Maybe, but it's also far less appropriate than saying "they would ordinary be excluded because Athas lacks a connection to the feywild, but here's a modified version that fits with the themes and character of the setting." If you're talking about allowing a single player to make a single Eladrin PC, you can make a virtually infinite number of excuses for how that character arrived on Athas without originating there because of all the magic in all the worlds of D&D (as I said earlier, it's just as easy as saying a character from any other Palladium game was drawn through a portal into RIFTS Earth).

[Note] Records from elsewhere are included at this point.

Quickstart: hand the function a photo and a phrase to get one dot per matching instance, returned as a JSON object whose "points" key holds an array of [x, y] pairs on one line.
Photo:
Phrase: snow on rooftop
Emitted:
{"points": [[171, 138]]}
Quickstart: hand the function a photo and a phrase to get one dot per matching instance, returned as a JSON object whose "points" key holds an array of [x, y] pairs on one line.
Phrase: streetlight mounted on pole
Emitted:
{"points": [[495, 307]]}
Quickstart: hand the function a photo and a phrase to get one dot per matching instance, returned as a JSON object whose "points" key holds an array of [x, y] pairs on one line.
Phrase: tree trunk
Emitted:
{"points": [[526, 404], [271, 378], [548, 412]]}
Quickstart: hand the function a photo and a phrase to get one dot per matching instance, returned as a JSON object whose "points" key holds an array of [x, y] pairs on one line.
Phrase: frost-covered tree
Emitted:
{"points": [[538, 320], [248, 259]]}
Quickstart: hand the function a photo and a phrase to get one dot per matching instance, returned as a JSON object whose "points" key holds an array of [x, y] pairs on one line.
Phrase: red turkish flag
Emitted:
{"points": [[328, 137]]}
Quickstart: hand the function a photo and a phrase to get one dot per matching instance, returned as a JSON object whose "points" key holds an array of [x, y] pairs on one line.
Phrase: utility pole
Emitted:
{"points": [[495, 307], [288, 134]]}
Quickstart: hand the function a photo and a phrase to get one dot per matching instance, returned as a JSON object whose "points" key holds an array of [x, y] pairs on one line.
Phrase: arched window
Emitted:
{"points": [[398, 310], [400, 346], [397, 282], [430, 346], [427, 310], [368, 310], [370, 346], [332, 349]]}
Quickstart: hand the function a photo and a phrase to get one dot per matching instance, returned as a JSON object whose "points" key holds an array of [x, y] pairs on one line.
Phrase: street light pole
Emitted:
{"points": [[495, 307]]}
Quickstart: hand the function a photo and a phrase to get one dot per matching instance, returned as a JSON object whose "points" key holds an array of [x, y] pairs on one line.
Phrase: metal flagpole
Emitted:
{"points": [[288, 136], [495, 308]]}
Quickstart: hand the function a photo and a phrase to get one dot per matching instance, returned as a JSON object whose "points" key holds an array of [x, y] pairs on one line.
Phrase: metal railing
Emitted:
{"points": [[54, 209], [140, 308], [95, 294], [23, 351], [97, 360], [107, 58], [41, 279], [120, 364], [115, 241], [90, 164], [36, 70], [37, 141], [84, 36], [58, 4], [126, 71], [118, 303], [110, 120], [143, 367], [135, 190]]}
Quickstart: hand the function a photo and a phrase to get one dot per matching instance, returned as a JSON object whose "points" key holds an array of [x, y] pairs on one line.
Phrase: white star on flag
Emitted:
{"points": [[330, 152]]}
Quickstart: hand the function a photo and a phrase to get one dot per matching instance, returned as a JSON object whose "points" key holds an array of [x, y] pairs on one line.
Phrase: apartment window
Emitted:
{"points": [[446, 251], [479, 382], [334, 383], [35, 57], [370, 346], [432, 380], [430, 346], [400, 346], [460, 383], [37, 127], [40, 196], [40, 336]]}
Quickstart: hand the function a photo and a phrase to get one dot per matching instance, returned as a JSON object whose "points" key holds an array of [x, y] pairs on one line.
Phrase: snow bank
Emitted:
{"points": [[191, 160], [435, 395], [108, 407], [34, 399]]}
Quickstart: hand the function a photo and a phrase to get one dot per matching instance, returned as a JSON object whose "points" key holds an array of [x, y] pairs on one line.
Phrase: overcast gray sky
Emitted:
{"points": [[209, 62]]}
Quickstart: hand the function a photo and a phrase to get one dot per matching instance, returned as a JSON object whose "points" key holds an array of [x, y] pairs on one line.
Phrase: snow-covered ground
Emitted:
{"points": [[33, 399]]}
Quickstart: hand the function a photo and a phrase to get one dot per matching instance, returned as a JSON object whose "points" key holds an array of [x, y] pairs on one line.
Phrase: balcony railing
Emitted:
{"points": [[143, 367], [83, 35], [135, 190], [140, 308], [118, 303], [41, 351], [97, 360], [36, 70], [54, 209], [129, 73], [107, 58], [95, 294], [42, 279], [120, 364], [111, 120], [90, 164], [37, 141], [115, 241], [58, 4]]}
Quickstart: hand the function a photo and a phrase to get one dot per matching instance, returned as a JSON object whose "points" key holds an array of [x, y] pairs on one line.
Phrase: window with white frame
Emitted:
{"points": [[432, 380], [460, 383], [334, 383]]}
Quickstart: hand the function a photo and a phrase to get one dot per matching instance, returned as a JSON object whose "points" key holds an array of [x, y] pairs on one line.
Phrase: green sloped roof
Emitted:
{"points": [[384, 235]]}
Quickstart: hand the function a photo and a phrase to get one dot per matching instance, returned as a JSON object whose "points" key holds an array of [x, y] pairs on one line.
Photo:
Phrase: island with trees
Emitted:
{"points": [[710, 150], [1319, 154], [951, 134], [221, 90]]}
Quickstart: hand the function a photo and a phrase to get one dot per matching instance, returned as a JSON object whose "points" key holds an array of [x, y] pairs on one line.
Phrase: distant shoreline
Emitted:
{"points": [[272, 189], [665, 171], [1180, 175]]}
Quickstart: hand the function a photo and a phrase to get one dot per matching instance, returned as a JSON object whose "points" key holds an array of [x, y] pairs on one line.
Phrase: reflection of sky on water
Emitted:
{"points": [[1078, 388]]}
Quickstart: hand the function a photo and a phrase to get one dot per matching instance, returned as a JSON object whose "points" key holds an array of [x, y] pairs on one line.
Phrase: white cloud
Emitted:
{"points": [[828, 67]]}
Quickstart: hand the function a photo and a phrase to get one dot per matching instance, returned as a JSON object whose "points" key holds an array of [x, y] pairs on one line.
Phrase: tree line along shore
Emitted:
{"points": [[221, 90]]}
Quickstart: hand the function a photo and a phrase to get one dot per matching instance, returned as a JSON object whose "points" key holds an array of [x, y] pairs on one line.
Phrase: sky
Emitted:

That's a cop out. If I'm playing an Athas campaign, I want Athasian PCs. I don't want "Bob, who came from Oerth" hanging out. I want to use Eladrin NPCs, tell stories tied to the Eladrin, and have multiple Eladrin PCs. I don't want "planeswalker eladrin ends up a Athas". There are far better ways to integrate a new race than have every one of them be off-worlders.
Sorry, but I have to call BS. There is no "hardline no" as it relates to the races of individual characters, for reasons I already mentioned. An orc PC fits into Krynn just as well as an Eladrin PC does to Athas. However, having a section that explains "this is why they were excluded, here is a modified version that fits with the setting, and here are ideas for bringing in PCs of that race from other settings" is inclusive, thorough, and educates people new to a setting about the intended character and feel of the setting while giving DMs tools to ignore that intent if they so choose.
You're fighting on both sides of the argument now?
What makes Dragonlance unique?
There are no orcs. But heres how to import a bunch of orcs from Faerun.
As soon as the 2e PDFs start including mechanical update appendices for every edition that comes after, I'll agree with you on that.
Sure. A 5e update, and then the 2e PDFs to show the world "as it was". Win-win.
"Arthaus Ravenloft?" I've never head of a product called that. A quick Google search appears to indicate that you're talking about the 3e Ravenloft books. If so, I liked those books. I liked what they did with the dark lords and land masses changing (I didn't have a problem with Soth losing his domain or with that Necropolis domain nestled within Darkon), and I liked what they did with the Weathermay twins taking on Van Richten's mantle in his absence. Notably, all of those things are in keeping with the tone and character of Ravenloft.
I was. However, isn't ironic to comment how you like the 3e changes to Ravenloft when it introduced Calibans (Ravenloft half-orcs) and found places for paladins, druids, bards, barbarians, monks, and sorcerers in the setting? Not just "ported over and stuck" but home-grown versions? By your Dark Sun example, The Ravenloft PHB should only have had Fighters, Rangers, Rogues, Wizards, Clerics, and then a section on "how to import other classes from other settings".
It shows what I've been on about, you CAN expand the setting's options while keeping true to its spirit.
That's making things a bit personal don't you think? I have no problem with changes, I just want them to be in keeping with the feeling, the tone, and the character originally intended for the settings. You can play it as jumpscare slasher "horror," but Ravenloft should always be designed primarily with a gothic horror feel in mind because that is the identity of the setting.
I didn't mean to direct it at you, I was directing it at the setting. A setting needs to grow and evolve. It Dark Sun doesn't allow more options that it did in 2e, its not worth converting. There is nothing about gothic horror that precludes monks or elves. There is nothing about sword-and-sandals that precludes warlocks and dragonborn. There is nothing about romantic fantasy that precludes sorcerers and half-orcs. The tone of the world isn't defined by what is cut out of the PHB.